Is success earned or inherited? A recent study about pay gaps between female and male partners in the law firm industry pointed out some reasons that go against the conventional wisdom of why they exist. Many firms have spent either lip service or real resources trying to create more diverse work environments with equal opportunities, but few have succeeded in solving the issues at hand. It seems that according to the research of Heidi K. Gardner, Distinguished Scholar, Harvard Law School Center on the Legal Profession, the gap starts with origination credits and their inheritance from senior partners and compounds upon itself.

Origination credits, attribution and quantification of sources of revenue generated for the firm, make up a sizable amount of the compensation formulas for many law firms. There are two main ways to generate them. You can go out and find new clients, or you can inherit big clients from someone that leaves the firm through retirement or another career opportunity (assuming the client stays with the firm). The former is much harder and takes time and investment. The latter, which also takes time and investment to put yourself in the benefactor position, is like your long lost uncle willing you a big bag of money.
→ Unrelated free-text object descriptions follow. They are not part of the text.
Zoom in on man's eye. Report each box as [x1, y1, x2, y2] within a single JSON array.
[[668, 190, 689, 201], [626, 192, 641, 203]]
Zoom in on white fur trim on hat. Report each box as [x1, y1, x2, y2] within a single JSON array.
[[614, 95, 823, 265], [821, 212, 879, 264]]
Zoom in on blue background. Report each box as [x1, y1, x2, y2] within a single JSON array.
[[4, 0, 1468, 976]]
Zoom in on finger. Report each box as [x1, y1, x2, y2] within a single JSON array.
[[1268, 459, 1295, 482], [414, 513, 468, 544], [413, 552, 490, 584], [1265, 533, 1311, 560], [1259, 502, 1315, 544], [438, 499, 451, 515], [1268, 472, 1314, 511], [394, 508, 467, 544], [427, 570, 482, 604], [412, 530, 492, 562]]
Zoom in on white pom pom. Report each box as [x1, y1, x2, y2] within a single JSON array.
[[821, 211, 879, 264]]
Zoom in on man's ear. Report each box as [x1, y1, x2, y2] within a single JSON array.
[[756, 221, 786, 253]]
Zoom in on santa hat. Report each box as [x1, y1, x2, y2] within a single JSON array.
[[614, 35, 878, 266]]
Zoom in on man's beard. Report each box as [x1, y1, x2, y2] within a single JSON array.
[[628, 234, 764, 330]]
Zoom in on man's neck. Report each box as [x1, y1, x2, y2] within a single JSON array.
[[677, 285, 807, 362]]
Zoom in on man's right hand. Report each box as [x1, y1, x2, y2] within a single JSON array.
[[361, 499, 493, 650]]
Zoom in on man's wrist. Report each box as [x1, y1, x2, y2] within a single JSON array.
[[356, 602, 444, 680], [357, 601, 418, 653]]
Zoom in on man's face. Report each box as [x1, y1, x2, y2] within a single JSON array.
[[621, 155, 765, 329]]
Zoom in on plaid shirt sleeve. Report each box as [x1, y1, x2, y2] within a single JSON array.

Personally, I think the lack of thought and process to succession planning in most firms is fraught with problems. It does not benefit clients for the succession to be based on personal preferences. It does not benefit all of the other lawyers who lose in this all or nothing approach. It does not benefit the firm that is trying to find ways to grow the firm and offer professional development to their key people.

This article deals with gender pay gap issues that must be addressed by the industry. However, it does illustrate another point about success and performance. If we call people “rainmakers” because they won the succession lottery, how can we replicate that process when we have dozens or hundreds of more people to develop? Is the policy of an organization that you should work hard for years and years and hope for the best? This is not strategy or tactics. It is Lord of the Flies. Your people deserve better.

This is the real world, so hand picking successors to a large book of business is going to happen. The question is what are organizations prepared to do for the 95% of other people at the firm who are not so lucky as to be relate to the firm’s equivalent of the Rockefeller family. Saying, “Be more like John! He worked hard for 15 years and look what happened!” because John was the one person who lucked out is not a development program. It is a anecdote. My problem is not with someone taking over the account. My problem is that we look to those people as exclusive examples of how to behave if you want to be successful.

For the rest of your people, they need training, development and coaching. The inheritances will happen, but you can’t point to that as the path to success since it closes immediately behind the last person to walk it. It is your job as leaders to help the rest.